CONCLUSIONS: Lung alterations in patients with A-T and higher radiation sensitivity can be evaluated by a radiation-free MRI technique. We found a strong correlation between concentration of SAA and progression of lung damage.
Keywords: Lung Diseases, Ataxia Telangiectasia, Disease, Humans, Male, Female, Magnetic Resonance Imaging, biomarkers, adult, C-Reactive Protein, Adolescent, Lung, Child, Child, Preschool, Early Diagnosis, Serum Amyloid A Protein, young adult
Introduction
Ataxia-Telangiectasia (A-T; OMIM#208900) is rare an autosomal recessive disorder with early childhood onset and characterized by progressive ataxia, telangiectasia, sinopulmonary infections, hypersensitivity to ionizing radiation, immunodeficiency, and increased cancer risk [1]. The general world prevalence of A-T is estimated at 1 in 40 000 to 100 000 live births. A-T affects both sexes [2]. A-T is caused by mutations in an ataxia-telangiectasia-mutated (ATM) gene located on chromosome 11q22-23 and encoding a serine/threonine protein kinase, which results in either the absence of ATM protein or ATM kinase activity [3]. The ATM protein is responsible for formation of TCR receptors on T lymphocytes and immunoglobulins (Ig) by participating in V(D)J gene recombination and CSR recombination in mature B lymphocytes. Thus, dysfunction or lack of ATM protein is the cause of immunodeficiency and, consequently, pulmonary complications can occur. Mutations are associated with increased chromosome breakage, cellular aging, impaired double-stranded DNA repair, and inflammation [4,5]. Immunodeficiencies affect about 70% of patients with A-T. Cellular immune deficiencies are present in almost all patients with A-T, often in the form of B or T lymphocyte lymphopenia and reduced CD8+ and/or CD4+ T cells [6]. Humoral immune deficiency is more variable, with impaired production of specific antibodies, selective IgA deficiency, hypogammaglobulinemia, and deficiency of IgG subclasses [7].

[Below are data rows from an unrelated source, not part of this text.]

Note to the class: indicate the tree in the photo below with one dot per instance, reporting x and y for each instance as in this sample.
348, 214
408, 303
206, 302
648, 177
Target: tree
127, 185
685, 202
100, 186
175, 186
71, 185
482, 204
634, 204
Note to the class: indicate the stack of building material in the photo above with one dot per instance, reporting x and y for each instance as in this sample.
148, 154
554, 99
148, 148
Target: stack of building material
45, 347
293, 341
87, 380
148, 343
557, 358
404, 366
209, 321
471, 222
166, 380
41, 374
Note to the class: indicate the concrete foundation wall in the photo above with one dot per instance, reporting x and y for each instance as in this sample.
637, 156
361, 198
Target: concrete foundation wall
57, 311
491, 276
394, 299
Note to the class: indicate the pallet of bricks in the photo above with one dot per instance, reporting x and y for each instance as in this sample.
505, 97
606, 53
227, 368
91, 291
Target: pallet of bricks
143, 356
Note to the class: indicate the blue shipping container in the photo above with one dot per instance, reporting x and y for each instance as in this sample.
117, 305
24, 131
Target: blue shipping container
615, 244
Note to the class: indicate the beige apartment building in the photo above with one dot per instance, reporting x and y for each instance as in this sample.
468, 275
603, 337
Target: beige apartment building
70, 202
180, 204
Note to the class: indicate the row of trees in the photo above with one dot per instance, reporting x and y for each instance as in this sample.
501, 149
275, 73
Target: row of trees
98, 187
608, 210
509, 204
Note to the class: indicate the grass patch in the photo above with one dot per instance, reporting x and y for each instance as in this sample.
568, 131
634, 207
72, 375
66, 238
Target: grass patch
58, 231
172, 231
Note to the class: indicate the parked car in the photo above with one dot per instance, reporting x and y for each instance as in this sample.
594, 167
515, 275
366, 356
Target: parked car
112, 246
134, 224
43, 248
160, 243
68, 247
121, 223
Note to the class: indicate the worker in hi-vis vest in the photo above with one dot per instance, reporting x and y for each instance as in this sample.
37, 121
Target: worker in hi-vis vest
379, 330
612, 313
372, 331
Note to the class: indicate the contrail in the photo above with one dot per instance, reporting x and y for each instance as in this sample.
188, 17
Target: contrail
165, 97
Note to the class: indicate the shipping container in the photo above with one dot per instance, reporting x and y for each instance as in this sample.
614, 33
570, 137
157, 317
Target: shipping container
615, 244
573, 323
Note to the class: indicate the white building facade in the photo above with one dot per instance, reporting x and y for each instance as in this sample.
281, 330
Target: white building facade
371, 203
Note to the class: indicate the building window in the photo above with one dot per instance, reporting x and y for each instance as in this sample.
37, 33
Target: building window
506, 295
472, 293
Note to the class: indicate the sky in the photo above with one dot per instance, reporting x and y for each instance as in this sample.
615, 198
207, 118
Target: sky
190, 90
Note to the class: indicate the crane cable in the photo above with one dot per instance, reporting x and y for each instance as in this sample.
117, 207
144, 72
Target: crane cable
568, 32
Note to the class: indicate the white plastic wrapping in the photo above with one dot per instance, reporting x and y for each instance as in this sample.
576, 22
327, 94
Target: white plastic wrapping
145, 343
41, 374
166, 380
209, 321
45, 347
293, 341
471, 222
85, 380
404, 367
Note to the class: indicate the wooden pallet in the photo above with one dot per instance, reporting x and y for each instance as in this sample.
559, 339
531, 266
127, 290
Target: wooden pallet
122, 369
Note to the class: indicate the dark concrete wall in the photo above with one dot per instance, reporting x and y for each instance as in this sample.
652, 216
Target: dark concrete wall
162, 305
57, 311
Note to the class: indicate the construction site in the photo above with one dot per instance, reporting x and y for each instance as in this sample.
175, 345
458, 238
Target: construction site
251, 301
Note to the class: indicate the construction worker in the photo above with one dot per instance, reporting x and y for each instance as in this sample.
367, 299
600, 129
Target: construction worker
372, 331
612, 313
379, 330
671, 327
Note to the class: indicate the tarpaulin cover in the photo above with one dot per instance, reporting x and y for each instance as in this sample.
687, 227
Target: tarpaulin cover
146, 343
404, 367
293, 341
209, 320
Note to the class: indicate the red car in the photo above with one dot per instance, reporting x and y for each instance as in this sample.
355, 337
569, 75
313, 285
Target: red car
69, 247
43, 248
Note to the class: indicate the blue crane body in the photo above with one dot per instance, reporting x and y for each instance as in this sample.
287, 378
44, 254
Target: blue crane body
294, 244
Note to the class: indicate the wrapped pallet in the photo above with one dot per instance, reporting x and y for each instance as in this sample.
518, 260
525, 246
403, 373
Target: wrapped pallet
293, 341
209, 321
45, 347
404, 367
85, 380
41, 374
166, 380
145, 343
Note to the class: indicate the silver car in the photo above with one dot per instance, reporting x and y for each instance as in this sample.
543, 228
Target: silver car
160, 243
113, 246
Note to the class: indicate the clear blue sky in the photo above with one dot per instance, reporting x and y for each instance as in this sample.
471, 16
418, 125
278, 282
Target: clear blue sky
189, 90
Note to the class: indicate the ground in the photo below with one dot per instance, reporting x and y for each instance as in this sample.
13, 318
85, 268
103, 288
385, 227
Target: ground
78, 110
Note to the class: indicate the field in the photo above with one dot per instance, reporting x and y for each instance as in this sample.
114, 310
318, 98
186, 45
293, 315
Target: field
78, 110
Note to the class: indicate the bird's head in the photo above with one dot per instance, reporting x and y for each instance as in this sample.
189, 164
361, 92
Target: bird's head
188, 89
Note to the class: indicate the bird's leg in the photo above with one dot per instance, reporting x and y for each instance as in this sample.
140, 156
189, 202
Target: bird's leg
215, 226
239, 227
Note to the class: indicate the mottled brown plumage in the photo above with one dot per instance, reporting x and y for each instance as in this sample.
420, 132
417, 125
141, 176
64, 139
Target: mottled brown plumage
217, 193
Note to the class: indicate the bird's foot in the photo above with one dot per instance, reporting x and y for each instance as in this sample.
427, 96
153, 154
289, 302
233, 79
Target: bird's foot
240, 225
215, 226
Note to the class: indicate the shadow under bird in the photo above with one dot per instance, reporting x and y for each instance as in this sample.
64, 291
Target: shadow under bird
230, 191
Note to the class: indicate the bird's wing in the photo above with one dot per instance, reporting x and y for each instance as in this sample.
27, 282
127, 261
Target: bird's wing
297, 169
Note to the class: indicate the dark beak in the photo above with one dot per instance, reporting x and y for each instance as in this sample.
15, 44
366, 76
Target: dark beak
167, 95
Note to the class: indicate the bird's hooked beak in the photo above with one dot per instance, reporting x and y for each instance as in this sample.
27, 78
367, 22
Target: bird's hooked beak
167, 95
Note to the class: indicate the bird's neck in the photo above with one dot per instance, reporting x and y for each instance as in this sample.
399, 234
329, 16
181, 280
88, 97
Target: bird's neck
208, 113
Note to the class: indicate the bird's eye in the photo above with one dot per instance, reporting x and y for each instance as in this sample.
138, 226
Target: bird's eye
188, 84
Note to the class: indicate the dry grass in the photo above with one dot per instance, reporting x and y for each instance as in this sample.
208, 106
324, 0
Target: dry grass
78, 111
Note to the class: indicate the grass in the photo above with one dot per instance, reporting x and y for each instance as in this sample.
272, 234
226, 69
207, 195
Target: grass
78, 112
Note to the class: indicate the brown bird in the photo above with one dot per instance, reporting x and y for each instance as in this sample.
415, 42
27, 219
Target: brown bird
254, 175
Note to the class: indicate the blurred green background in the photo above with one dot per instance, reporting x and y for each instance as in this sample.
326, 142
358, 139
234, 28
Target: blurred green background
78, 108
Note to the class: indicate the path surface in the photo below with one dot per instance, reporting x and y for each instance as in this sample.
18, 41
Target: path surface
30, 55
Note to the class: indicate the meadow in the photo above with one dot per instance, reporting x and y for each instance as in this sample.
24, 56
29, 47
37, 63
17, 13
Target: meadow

Moreover, swallowing dysfunction during meals and cough discoordination during infections in these patients can increase the risk of pneumonia [8]. Respiratory diseases in A-T patients progress with age and deterioration of the neurological condition. Lung disease occurs in over 70% of A-T patients and more than 25% of them develop chronic lung disease [9,10]. Patients with A-T have a poor prognosis, with a survival time of about 25 years. The 2 most common causes of death in these patients are chronic lung disease and malignancies [10,11]. Lung disease is a significant cause of morbidity and mortality in people with A-T. Individuals with A-T are at higher risk for recurrent lung infections, developing bronchiectasis and interstitial lung disease (ILD), in part due to their immunodeficiency [5,12–14].
Other, non-infectious lung lesions in A-T may be associated with the presence of lesions secondary to lung lymphoma, which can clinically and radiologically mimic ILD [15,16]. In addition, chemotherapy used to treat cancer in A-T patients may also be associated with an increased risk of pulmonary fibrosis [17]. The risk of acute respiratory failure with chemotherapeutic agents such as bleomycin is well described and may be due to an underlying DNA repair defect [16]. These agents are used with great caution in A-T patients because they can have the same effect on cells as ionizing radiation [17]. Sensitivity to ionizing radiation and shortened telomeres, characteristic for A-T, can increase the risk of complications, such as pulmonary fibrosis, when malignancies are treated [17–19].
Exposure to X-rays should be limited to necessary diagnosis only. Radiation therapy for cancer or any other reason is not recommended for patients with A-T and should only be used in reduced doses in rare cases [20].
Early detection of the presence or progression of structural lung disease is essential to develop preventive or therapeutic strategies. Imaging techniques, in particular computed tomography (CT), are considered the criterion standard for structural lung disease diagnosis. Patients with A-T have higher radiation sensitivity. Thus, because the exact level of “safe” radiation exposure is unknown, clinicians should consider a risk-benefit assessment when ordering CT scans. Magnetic resonance imaging (MRI), being radiation free, is emerging as a new diagnostic modality in thoracic imaging, particularly in patients with radiosensitivity [21].
Lung MRI has been shown to be a reliable imaging modality in patients with COPD, cystic fibrosis, and other lung diseases [22–24]. The main advantage of MRI is the ability to obtain high-resolution cross-sectional images without the use of ionizing radiation and it is an alternative to CT. MRI of the lungs has been used in many patients with congenital immune disorders and hypersensitivity to ionizing radiation, such as A-T or CVID [4,23].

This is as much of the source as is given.